The next month was probably the most richly textured of my life as I was taken to a rural clinic for a repair of my elbow that had been injured in the Leningrad fracus, visited and had a mud bath in the hot springs of Beppu, taught English in the Notsu high school for two weeks, was followed everywhere by a retinue of shy little children who were fascinated by my height and long hair, and was taken to a the composite active volcano of Mt Aso. The shattered mountain lies almost in the centre of Kyushu Island and boasts the world's largest caldera, stretching 11 miles (18km) from east to west and 15 miles (24km) from north to south. Inside the caldera are five volcanic peaks, with one of them, Naka-dake, still being active and regularly emitting smoke and ash. The rest of the landscape inside the caldera is green and grassy, grazed by cows and horses and inhabited by about 50,000 people in several towns and villages, seemingly nonplussed by living inside a volcanic crater. I visited the Takasakiyama Natural Zoo in Oita which is Japan's largest colonial grounds of Japanese Macaques.

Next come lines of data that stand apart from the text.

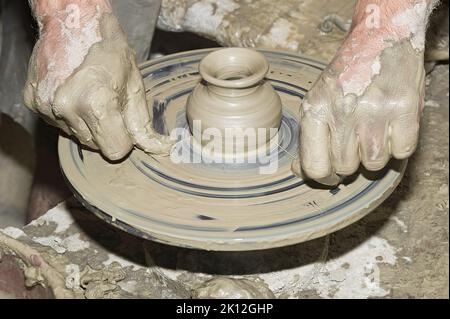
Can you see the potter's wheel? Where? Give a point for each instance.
(220, 206)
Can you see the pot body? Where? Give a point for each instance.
(234, 102)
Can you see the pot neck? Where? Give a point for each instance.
(232, 92)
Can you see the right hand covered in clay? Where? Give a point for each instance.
(83, 79)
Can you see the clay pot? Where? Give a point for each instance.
(234, 94)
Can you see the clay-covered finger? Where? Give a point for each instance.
(374, 145)
(404, 136)
(64, 116)
(344, 150)
(102, 116)
(314, 148)
(139, 121)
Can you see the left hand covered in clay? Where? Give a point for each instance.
(83, 78)
(365, 107)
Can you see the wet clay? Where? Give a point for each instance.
(227, 288)
(100, 100)
(219, 206)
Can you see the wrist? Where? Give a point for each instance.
(392, 21)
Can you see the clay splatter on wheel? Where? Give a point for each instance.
(219, 206)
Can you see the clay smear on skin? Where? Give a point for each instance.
(359, 55)
(73, 34)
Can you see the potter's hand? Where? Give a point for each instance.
(366, 105)
(83, 78)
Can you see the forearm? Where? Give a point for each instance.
(394, 20)
(68, 29)
(378, 25)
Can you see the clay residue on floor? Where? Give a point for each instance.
(289, 25)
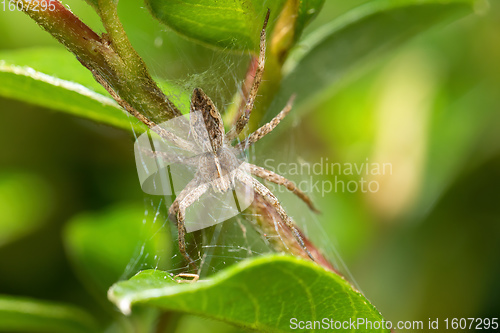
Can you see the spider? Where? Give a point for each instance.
(215, 157)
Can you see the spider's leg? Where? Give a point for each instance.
(245, 114)
(265, 129)
(170, 158)
(177, 212)
(280, 180)
(270, 198)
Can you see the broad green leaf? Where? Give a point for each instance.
(18, 191)
(228, 24)
(26, 315)
(54, 79)
(308, 10)
(263, 294)
(115, 244)
(331, 52)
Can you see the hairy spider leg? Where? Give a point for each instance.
(280, 180)
(267, 128)
(270, 198)
(177, 212)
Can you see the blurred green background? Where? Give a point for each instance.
(425, 246)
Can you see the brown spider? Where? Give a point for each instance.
(218, 170)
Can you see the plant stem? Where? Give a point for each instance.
(118, 68)
(127, 75)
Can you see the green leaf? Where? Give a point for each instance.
(262, 294)
(233, 24)
(18, 191)
(116, 243)
(54, 79)
(331, 52)
(308, 10)
(26, 315)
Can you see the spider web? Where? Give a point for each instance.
(240, 237)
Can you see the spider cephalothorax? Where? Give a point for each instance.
(217, 166)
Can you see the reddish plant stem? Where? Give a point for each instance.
(130, 80)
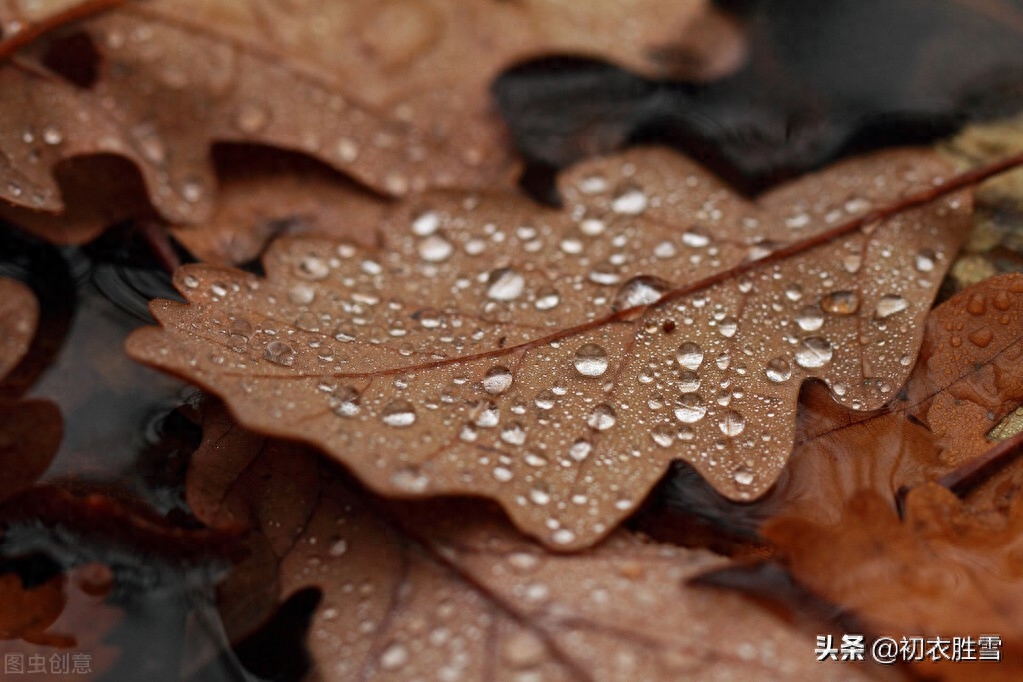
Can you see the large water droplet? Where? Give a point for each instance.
(690, 408)
(690, 355)
(640, 290)
(890, 305)
(814, 352)
(603, 417)
(810, 318)
(629, 202)
(280, 353)
(398, 413)
(497, 379)
(731, 423)
(590, 360)
(779, 370)
(504, 284)
(840, 303)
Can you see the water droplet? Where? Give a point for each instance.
(640, 290)
(547, 299)
(394, 656)
(840, 303)
(580, 450)
(731, 423)
(590, 360)
(514, 434)
(695, 238)
(779, 370)
(810, 318)
(497, 379)
(690, 408)
(279, 353)
(348, 402)
(690, 356)
(435, 248)
(504, 284)
(398, 413)
(727, 327)
(889, 305)
(603, 417)
(312, 268)
(688, 381)
(815, 352)
(629, 202)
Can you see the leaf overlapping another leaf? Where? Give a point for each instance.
(558, 360)
(450, 590)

In my final week in Notsu I got to experience the life of a Buddhist Novitiate in a rural monastery and then with feeble attempts to express my gratitude to all the people who had been so kind to me, and carrying some of the most precious gifts I have ever received including an arrowhead shaped by the indigenous Ainu thousands of years ago, I was driven to Fukuoka where I could begin to cash in a whole packet of "Letters of Introduction" written by Notsu townspeople to be used for relaying and hosting me through visits to Hiroshima's Peace Memorial and Museum, Osaka Castle, Nara's Todaiji Temple with its huge Daibutsu, the beautiful temples of Kyoto, and finall back to Tokyo. After a final night spent walking the the wonderfully safe streets of Shinjuku and the 3:00 AM walk around the Tsukiji Fish Market watching the ballet of auctioneers. The market's clamorous labyrinth of stalls showcases all manner of seafood—from live sea eel to pickled octopus—and reflects the well-ordered confusion of Japanese society. I reluctantly left the market to catch the train to Narita Airport.